Le celle come le cellule. Non è un semplice gioco di parole, bensì un’altra, l’ennesima interessante novità dal mondo del fotovoltaico. Le celle possono ripararsi da sole. L’ultima scoperta ingegneristica ha sede negli Stati Uniti d’America, dislocata su due importanti centri di ricerca: il Massachusetts Institute of Technology (MIT) di Boston e l’Università americana di Purdue, nello Stato dell’Indiana. Al primo, guidato da Michael Strano – professore di ingegneria chimica – il merito di aver dato inizio alle sperimentazioni già da qualche mese; al secondo, con il contributo di tutti i ricercatori, l’onere e l’onore di proseguire sulle linee guida già tracciate, portando ulteriori progressi a tale complessa tecnologia.
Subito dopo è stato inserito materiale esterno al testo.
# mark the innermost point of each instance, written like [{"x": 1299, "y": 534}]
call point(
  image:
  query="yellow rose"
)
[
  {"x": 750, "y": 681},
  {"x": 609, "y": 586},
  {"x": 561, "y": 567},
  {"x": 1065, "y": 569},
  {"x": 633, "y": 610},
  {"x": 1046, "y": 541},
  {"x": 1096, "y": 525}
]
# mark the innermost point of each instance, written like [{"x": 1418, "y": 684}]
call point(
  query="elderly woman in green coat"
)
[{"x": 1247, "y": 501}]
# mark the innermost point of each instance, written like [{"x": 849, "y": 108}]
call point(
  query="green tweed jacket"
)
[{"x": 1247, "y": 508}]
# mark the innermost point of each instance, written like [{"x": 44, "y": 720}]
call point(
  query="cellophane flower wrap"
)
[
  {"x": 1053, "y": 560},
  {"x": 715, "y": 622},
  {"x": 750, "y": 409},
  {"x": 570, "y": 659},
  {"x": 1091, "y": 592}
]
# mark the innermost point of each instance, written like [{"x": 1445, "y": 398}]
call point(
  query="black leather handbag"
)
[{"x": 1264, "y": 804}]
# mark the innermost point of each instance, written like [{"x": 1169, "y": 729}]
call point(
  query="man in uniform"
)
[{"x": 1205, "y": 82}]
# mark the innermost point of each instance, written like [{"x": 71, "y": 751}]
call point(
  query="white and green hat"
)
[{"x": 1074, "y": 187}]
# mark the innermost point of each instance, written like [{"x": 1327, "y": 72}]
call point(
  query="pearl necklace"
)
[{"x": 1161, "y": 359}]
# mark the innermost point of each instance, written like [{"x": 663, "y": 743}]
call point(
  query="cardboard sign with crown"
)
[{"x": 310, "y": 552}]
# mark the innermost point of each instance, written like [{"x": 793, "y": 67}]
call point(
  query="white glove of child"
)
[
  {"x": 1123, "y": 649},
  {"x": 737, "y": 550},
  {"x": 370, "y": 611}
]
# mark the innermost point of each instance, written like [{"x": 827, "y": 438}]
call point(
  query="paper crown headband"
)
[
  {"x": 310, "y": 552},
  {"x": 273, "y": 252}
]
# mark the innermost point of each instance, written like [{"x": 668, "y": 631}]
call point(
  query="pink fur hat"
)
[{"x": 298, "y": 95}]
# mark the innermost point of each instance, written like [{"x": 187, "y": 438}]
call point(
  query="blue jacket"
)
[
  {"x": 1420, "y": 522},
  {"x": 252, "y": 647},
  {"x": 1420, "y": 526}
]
Entriamo nel dettaglio, cominciando dalla spiegazione della frase di apertura: è previsto il funzionamento interno delle celle fotovoltaiche in modalità analoga a quella delle cellule nelle piante durante il processo di fotosintesi clorofilliana. Come in quest’ultimo, infatti, va riconosciuto un moto perpetuo delle cellule nella fase di assorbimento dei raggi solari, di modo che il ricambio costante impedisca alle cellule stesse di logorarsi, allo stesso modo le molecole all’interno delle celle si smontano e riassemblano di continuo, evitando così l’usura.

Come sono composte queste molecole?

Si tratta di nanotubi in carbonio che entrano in relazione – e reazione – con lipidi e proteine, così da organizzarsi in strutture ordinate; da questa base di partenza la cella sviluppata utilizza un colorante naturale che assorbe la luce e contiene cromofori, ossia delle molecole simili alla clorofilla che, però, hanno lo svantaggio di degradarsi.

La tecnica sviluppata alla Purdue – come afferma Jong Hyun Choi, professore assistente di ingegneria meccanica all’Ateneo dell’Indiana – consente di sostituire i cromofori danneggiati proprio come avviene nelle piante, rendendo quindi virtualmente indefinita, e infinita, la capacità della cella organica di lavorare in piena efficienza. A questa piattaforma sono ancorate sequenze di Dna, programmate per riconoscere i cromofori e ripararli o sostituirli.

Questa nuova tecnica va a rimpiazzare le “obsolete” celle fotovoltaiche realizzate prevalentemente di silicio cristallino, poiché, sempre grazie alle ricerche del MIT di Boston, spesso la loro efficienza diminuisce del 10% dopo le prime 60 ore di lavoro.

Risultato: maggiore durata nel tempo delle celle, efficienza che può arrivare anche ad un aumento del 40%, notevole riduzione dei costi di manutenzione.

Quel che va precisato, comunque, è che si tratta di un’ideazione ancora agli albori, che viaggia su un’ipotesi scientifica più potenziale, in prospettiva, che effettiva, anche perché l’idea di realizzare artificialmente un processo naturale perfetto come quello della fotosintesi risulta intrigante ed ambizioso, ma anche complesso.

Le ricerche fin qui condotte, tuttavia, mostrano segnali ottimisti in proiezione futura, anche grazie ai sempre maggiori investimenti che si fanno in questo settore.